B. Keaslian Penelitian Penelitian yang dilakukan oleh Weber (2011) menyatakan bahwa jaring labalaba mengandung vitamin K. Pengamatan kandungan protein dalam jaring labalaba telah diamati oleh Gole (2006) yang menyatakan bahwa protein yang terkandung dalam jaring laba-laba tersusun dari fibroin. Fibroin mengandung 40% glisin dan 25% alanin, sisanya berupa glutamin, serin, leusin, valin, prolin, tirosin, dan arginin. Penelitian penyembuhan luka kulit tikus telah dilakukan oleh Kumari dkk. (2010) yang menyatakan bahwa aplikasi salep jaring laba-laba dapat meningkatkan jumlah sel fibroblas, sintesis kolagen, peningkatan kekuatan tensile, kecepatan kontraksi luka dan periode epitelisasi. Kumari dkk. (2010)
6
menyatakan bahwa dosis efektif untuk aplikasi salep jaring laba-laba adalah salep jaring laba-laba konsentrasi 2,5% (w/w). Sejauh penulis ketahui, penelitian tentang penyembuhan luka pasca pencabutan gigi marmut yang diolesi gel jaring laba-laba belum pernah dilakukan.
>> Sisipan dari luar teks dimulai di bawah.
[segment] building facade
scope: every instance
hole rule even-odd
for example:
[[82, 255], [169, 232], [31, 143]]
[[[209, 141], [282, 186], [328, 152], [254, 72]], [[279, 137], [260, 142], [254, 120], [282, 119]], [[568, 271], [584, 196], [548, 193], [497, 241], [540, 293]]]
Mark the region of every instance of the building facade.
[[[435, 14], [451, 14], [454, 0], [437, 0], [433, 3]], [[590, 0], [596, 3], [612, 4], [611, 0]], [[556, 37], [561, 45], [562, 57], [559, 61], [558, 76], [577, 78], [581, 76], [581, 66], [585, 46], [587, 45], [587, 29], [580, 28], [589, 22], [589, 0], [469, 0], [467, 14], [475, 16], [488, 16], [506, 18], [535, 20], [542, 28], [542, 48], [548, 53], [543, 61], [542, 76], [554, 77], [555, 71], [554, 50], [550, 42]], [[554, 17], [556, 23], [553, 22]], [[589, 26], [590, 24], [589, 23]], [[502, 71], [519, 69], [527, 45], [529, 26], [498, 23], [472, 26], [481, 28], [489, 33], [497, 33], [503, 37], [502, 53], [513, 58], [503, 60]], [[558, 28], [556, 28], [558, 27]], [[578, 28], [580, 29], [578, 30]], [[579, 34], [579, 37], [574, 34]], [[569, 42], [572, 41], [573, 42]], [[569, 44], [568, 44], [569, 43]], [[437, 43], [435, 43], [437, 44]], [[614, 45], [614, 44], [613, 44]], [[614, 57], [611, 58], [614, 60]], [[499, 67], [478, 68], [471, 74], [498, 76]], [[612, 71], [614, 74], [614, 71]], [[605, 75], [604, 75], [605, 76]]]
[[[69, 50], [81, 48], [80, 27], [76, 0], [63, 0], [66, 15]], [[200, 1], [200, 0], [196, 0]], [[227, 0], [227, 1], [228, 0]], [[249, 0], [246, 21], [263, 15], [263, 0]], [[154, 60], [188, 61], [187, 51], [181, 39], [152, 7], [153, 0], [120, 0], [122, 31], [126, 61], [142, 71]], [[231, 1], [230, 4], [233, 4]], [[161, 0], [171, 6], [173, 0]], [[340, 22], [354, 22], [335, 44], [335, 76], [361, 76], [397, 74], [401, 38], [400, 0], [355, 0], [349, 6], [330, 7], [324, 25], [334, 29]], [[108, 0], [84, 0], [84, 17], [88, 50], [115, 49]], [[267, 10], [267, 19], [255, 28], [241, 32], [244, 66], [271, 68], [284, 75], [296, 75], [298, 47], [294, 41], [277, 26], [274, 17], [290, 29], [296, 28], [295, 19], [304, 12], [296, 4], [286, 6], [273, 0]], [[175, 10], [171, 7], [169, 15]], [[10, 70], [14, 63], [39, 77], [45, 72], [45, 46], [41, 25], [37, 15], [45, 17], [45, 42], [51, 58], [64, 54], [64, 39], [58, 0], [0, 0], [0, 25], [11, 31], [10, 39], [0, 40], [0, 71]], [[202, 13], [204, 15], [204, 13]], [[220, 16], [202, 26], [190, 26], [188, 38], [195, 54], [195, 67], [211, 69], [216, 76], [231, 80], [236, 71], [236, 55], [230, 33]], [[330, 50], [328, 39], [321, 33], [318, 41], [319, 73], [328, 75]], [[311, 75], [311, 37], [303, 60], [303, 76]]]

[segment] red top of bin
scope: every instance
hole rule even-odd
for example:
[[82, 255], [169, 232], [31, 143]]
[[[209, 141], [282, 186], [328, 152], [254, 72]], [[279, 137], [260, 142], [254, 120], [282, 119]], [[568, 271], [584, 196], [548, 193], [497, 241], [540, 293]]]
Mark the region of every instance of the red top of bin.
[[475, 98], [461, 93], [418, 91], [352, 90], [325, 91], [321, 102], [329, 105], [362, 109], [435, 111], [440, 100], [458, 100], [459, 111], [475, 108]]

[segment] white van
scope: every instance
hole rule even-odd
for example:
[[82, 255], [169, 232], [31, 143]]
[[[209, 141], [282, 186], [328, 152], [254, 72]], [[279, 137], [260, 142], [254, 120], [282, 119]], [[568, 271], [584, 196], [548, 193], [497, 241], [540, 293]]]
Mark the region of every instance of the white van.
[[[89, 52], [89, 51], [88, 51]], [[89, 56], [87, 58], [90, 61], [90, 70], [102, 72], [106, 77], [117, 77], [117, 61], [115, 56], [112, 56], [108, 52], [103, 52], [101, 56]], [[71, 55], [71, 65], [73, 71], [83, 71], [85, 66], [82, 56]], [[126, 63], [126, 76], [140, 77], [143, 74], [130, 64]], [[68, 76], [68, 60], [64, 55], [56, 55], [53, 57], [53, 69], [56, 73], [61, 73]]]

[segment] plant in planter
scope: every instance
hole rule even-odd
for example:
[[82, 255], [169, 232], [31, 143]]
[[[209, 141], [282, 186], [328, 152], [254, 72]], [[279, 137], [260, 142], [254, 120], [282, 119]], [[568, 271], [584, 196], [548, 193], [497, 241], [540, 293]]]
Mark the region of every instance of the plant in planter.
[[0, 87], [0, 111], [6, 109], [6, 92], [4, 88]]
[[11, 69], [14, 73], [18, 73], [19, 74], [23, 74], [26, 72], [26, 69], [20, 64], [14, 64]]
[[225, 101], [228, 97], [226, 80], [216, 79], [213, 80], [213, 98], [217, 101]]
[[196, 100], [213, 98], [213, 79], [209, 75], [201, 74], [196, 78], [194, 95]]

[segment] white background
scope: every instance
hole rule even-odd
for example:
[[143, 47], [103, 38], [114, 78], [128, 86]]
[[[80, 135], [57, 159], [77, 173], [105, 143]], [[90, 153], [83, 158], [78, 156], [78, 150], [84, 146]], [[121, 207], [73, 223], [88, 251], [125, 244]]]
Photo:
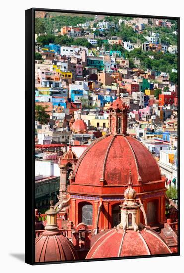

C. Perumusan Masalah Bagaimanakah pengaruh gel ekstrak jaring laba-laba 2,5% terhadap angiogenesis pada proses penyembuhan luka pasca pencabutan gigi marmut?
D. Tujuan Penelitian Penelitian ini bertujuan untuk mengetahui pengaruh gel ekstrak jaring labalaba 2,5%. terhadap angiogenesis pada proses penyembuhan luka pasca pencabutan gigi marmut.
E. Manfaat Penelitian 1. Mengetahui khasiat ekstrak jaring laba-laba dalam membantu proses penyembuhan luka setelah pencabutan gigi marmut khususnya terhadap peningkatan angiogenesis. 2. Mengembangkan pengetahuan mengenai bahan alami yang dapat membantu proses penyembuhan luka soket pasca ekstraksi gigi. 3. Sebagai referensi informasi untuk melakukan penelitian serta eksplorasi lebih lanjut terhadap pemanfaatan ekstrak jaring laba-laba untuk mempercepat penyembuhan luka.